Michelle Cove has been writing and editing for national magazines and websites for over 15 years, including as editor-in-chief of JVibe (the national magazine for Jewish teens), senior editor for Girls' Life, and senior editor of Mother Earth News. In 2006, she started a blog for Jewish Women's Archive called Jewesses with Attitude, geared to 20- and 30-something Jewish women. In 1999, Cove co-authored the national bestseller "I'm Not Mad, I Just Hate You!: A new understanding of mother-daughter conflict," published by Viking. Cove has freelance written articles for numerous publications including Family Fun, Psychology Today, Success and Body & Soul.

Lisa Fishbayn Joffe
Director
Project on Gender, Culture, Religion and the Law
fishbayn@brandeis.edu

Lisa Fishbayn Joffe is director of the Project on Gender, Culture, Religion and the Law at the Hadassah-Brandeis Institute of Brandeis University. She writes on issues of gender, multiculturalism and colonialism in Jewish family law and African customary law. Her publications include Gender, Religion and Family Law: Theorizing Conflicts Between Women’s Rights and Cultural Traditions (with Sylvia Neil, Brandeis University Press, 2012). She holds law degrees from Osgoode Hall Law School and Harvard Law School, and has been a visiting scholar at the University of the Witwatersrand and Harvard Law School. She was a lecturer in law at the Faculty of Laws, University College London and a member of the Pan Commonwealth Expert Group on Gender and Human Rights. She is co-editor of the Brandeis Series on Gender, Culture, Religion and the Law.

Joanna Michlic
Director
HBI Project on Families, Children, and the Holocaust
jmichlic@brandeis.edu

Joanna Beata Michlic is the director of HBI Project on Families, Children, and the Holocaust at Brandeis University. She received her doctorate and her master's degree in modern European and Jewish history from University of London, and her bachelor's degree in Slavonic studies at Lódz University, Poland. Between 2000 and 2003, she was a Lady Davis Post-Doctoral Fellow at the Hebrew University of Jerusalem and a Post-Doctoral Fellow at the Yad Vashem Institute in Jerusalem.

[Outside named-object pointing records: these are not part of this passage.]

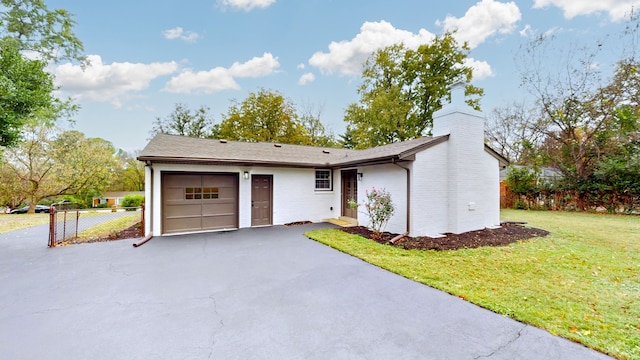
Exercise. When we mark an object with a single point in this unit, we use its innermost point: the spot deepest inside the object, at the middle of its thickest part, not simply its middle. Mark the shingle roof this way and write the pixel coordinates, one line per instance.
(181, 149)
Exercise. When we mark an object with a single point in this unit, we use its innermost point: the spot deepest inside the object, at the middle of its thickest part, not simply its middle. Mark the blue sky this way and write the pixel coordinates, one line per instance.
(146, 56)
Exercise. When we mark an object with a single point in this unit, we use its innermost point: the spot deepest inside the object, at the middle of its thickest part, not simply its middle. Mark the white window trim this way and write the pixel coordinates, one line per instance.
(315, 179)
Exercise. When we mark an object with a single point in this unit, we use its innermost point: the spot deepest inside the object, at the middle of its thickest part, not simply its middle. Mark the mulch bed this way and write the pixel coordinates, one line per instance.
(129, 233)
(507, 234)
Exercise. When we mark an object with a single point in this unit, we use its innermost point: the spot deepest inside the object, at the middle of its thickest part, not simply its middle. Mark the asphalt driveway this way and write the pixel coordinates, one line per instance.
(264, 293)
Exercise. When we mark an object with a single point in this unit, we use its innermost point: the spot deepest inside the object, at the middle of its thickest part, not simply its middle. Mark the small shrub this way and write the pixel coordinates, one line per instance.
(380, 209)
(132, 201)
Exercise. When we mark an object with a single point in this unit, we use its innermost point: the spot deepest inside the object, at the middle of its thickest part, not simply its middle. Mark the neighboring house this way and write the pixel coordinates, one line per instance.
(545, 174)
(113, 198)
(440, 184)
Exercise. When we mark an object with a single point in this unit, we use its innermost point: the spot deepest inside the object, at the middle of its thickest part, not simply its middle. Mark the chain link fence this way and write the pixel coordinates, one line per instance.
(71, 226)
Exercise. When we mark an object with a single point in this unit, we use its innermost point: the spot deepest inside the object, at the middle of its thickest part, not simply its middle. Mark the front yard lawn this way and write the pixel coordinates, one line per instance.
(581, 282)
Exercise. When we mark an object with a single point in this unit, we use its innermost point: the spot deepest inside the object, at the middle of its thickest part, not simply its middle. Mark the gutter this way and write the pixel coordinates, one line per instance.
(408, 194)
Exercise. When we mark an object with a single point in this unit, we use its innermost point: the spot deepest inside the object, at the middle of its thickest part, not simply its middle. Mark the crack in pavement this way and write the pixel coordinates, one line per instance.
(213, 332)
(503, 346)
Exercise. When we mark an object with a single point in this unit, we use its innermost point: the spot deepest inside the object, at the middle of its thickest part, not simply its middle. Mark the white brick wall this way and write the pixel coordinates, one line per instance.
(473, 200)
(294, 195)
(393, 179)
(429, 182)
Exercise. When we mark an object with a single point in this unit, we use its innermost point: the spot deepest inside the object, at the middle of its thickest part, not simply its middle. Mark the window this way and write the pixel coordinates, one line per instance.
(323, 180)
(200, 193)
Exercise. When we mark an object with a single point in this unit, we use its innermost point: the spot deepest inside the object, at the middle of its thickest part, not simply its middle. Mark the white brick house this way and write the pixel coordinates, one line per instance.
(445, 183)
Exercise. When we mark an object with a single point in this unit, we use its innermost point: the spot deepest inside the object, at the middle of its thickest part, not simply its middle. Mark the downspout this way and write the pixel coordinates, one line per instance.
(408, 193)
(148, 210)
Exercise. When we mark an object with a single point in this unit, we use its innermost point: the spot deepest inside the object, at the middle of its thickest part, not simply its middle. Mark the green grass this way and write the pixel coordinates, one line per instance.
(110, 227)
(581, 282)
(10, 222)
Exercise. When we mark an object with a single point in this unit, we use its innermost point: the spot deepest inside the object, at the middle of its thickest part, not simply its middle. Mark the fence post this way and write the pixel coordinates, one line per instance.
(52, 227)
(142, 221)
(77, 222)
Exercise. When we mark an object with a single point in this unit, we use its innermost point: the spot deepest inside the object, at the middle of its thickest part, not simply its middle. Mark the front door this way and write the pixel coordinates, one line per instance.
(261, 195)
(349, 191)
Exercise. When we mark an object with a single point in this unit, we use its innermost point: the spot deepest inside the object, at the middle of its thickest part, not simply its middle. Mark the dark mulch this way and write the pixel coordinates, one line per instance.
(507, 234)
(296, 223)
(129, 233)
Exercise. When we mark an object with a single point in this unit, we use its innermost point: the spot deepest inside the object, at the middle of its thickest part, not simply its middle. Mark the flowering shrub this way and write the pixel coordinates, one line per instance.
(380, 208)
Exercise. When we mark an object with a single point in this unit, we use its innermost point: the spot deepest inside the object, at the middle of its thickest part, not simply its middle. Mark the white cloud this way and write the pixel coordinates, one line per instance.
(220, 78)
(526, 31)
(246, 5)
(616, 9)
(109, 82)
(208, 82)
(481, 69)
(347, 57)
(306, 78)
(256, 67)
(483, 20)
(179, 33)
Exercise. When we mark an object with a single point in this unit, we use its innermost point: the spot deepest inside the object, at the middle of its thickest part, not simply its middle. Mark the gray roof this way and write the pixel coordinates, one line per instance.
(181, 149)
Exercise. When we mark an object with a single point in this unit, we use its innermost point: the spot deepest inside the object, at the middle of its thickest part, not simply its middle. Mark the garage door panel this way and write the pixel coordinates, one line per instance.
(183, 210)
(219, 208)
(194, 202)
(217, 222)
(183, 224)
(173, 194)
(182, 180)
(218, 180)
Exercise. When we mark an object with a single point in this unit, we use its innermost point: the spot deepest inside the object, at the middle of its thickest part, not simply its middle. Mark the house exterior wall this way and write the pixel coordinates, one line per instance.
(294, 194)
(429, 191)
(393, 179)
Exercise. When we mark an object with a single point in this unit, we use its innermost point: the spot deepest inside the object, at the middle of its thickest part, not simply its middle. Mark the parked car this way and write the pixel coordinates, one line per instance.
(23, 210)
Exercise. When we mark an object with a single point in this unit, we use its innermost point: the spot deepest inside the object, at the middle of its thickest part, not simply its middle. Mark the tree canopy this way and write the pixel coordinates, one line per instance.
(29, 25)
(26, 90)
(264, 116)
(585, 121)
(185, 122)
(402, 88)
(48, 163)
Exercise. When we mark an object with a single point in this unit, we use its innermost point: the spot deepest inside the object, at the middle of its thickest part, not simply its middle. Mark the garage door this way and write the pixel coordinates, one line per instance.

Until December 2008 she was an associate professor of history and chair of the Holocaust and Ethical Values at Lehigh University, Bethlehem, Pa. She is an affiliated fellow at the Minda de Gunzberg Center for European Studies and the Center for Ukrainian Studies at Harvard University. Her major publications include "Neighbors Respond: The Controversy about Jedwabne" (2004; co-edited with Antony Polonsky) and "Poland's Threatening Other: The Image of the Jew from 1880 to the Present" (hardback 2006, paperback edition 2008)(Polish and Hebrew translations in preparation). She is currently working on two monographs, "The Social History of Jewish Children in Poland: Survival and Identity, 1945-1949" and "Bringing the Dark to Light: The Memory of the Holocaust in Postcommunist Europe," co-edited with John-Paul Himka.